Wednesday, 12 November 2025

Musings on Political Science

I have long been sceptical of the notion that politics can be or is a science in the sense that physics is a science. I realise, of course, as a historian and as a historian of higher education that like departments and faculties of Sociology departments or faculties of Politics or Political Science, departments and faculties established at the turn of the 19th century in the West (academic bureaucracies), imbibed deeply at the hip wells of quantitative analysis before World War II and behaviourism after World War II. I also realise that these cultural impulses had the aura of scientific analysis, a plus in the scramble of universities for government monies in the Cold War world. 

At the same time I also recognise that the more putatively descriptive conceptions and practises of Political Science are not the only ones that have been present in Political Science departments and faculties over the years. There has also been another prominent cultural strain within departments and faculties of Political Science—political science as the “theological" study of political ideas and ideologies within academic bureaucracies—the normative. 

This division between the descriptive and the normative was brought home to me again when I taught Sociology part-time at SUNY Oneonta. At the time Sociology and Political Science were united into one Department at the College. They no longer are. At the beginning of one school term—which one I don’t recall—I met a new faculty member in Political Science. We briefly bonded due to the fact that both of us had ties to the late Indiana University, me as an undergraduate student, him as a postgraduate student in Indiana’s summer Russian language programme. 

This bond, as I hinted, did not last long. I recall that at the beginning of term in the second year he taught in the Department I mentioned to him, upon arriving back on campus, that I had just finished reading David Priestland’s excellent book on the history of global communism. I thought he, as a Political Scientist, would be interested in the book and we could converse on it. I was wrong. He looked at me quizzically and asked me why anyone would want to read a book on communism, which to him was apparently a dinosaur best laid to rest (I, by the way, suspect communism and other countercultural political theories and practises will be around as long as their are inequalities on some scale). I was taken aback: a political scientist who was not interested in the history of politics?

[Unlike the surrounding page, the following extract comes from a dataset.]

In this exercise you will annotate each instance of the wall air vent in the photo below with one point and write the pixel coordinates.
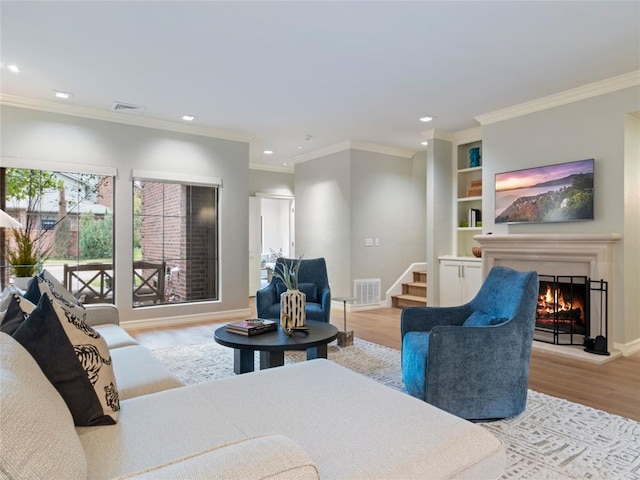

But then I realised what his normative response to a book on the history of communism told me. It told me that for normative focused political scientists, or at least this normative oriented political scientist, communism was dead, should be dead, and that some variation of liberalism, in his case, was the best of all possible “democratic" worlds.

Normative political scientists of all political and ideological persuasions engage in intellectual work or labour that might be called applied or practical political science. Some might even call those who do such work demagogues. The work of these applied political scientists—some might refer to it as a form of social engineering—is generally ignored or limited in application to real world political issues if it is applied. Occasionally social engineering intellectuals do come to power, such as, for example, when theocrats dominated Europe Catholic and Orthodox and when they came to power in the Soviet Union after the Bolshevik Revolution. Neither instance of intellectuals in power is, at least for me, a good advertisement for applied political science.

Anyway getting back to the best of all possible “democratic” worlds, leaving aside the issue of whether any Western nation (or any nation for that matter) is truly democratic (none, even Iceland, are) I must admit that I do get a kind of pleasure, a pleasure some may find perverse, from watching normative political scientists squirm. Normative political scientists of whatever ideological persuasion seem to regard themselves as the vanguard of a movement toward some utopian radiant future. Parenthetically and paradoxically, the communist intellectual elite saw themselves as just such a vanguard as well. And this, the notion that they are a vanguard and that history is moving in a more “enlightened” direction, causes all sorts of problems for them and that is kind of funny in a farcical and satirical sort of way.

I no longer teach so I really don’t know what is going on in Political Science departments and faculties these days but I can hazard an educated guess. I suspect that many if not all of these liberal political scientists are now pulling their hair, wringing their hands, furrowing their brows, and perhaps even shaking the dust off their feat at the success of the populist know nothing right in “democratic” elections in the United States and beyond. I also suspect that they are engaged in all sorts of uncomfortable perorations in order to try to salvage their belief that “democracy”, faux oligarchic “democracy", is the best of all possible worlds even after it has given us successful right wing populist fascist parties just as it did before World War II. Of course, they too can question, just as they have before, whether this is “true” democracy, a phrase that raises once again the issues of vanguardism and the role ideology plays in the social and cultural construction of such a vanguard. History, it seems, ever repeats.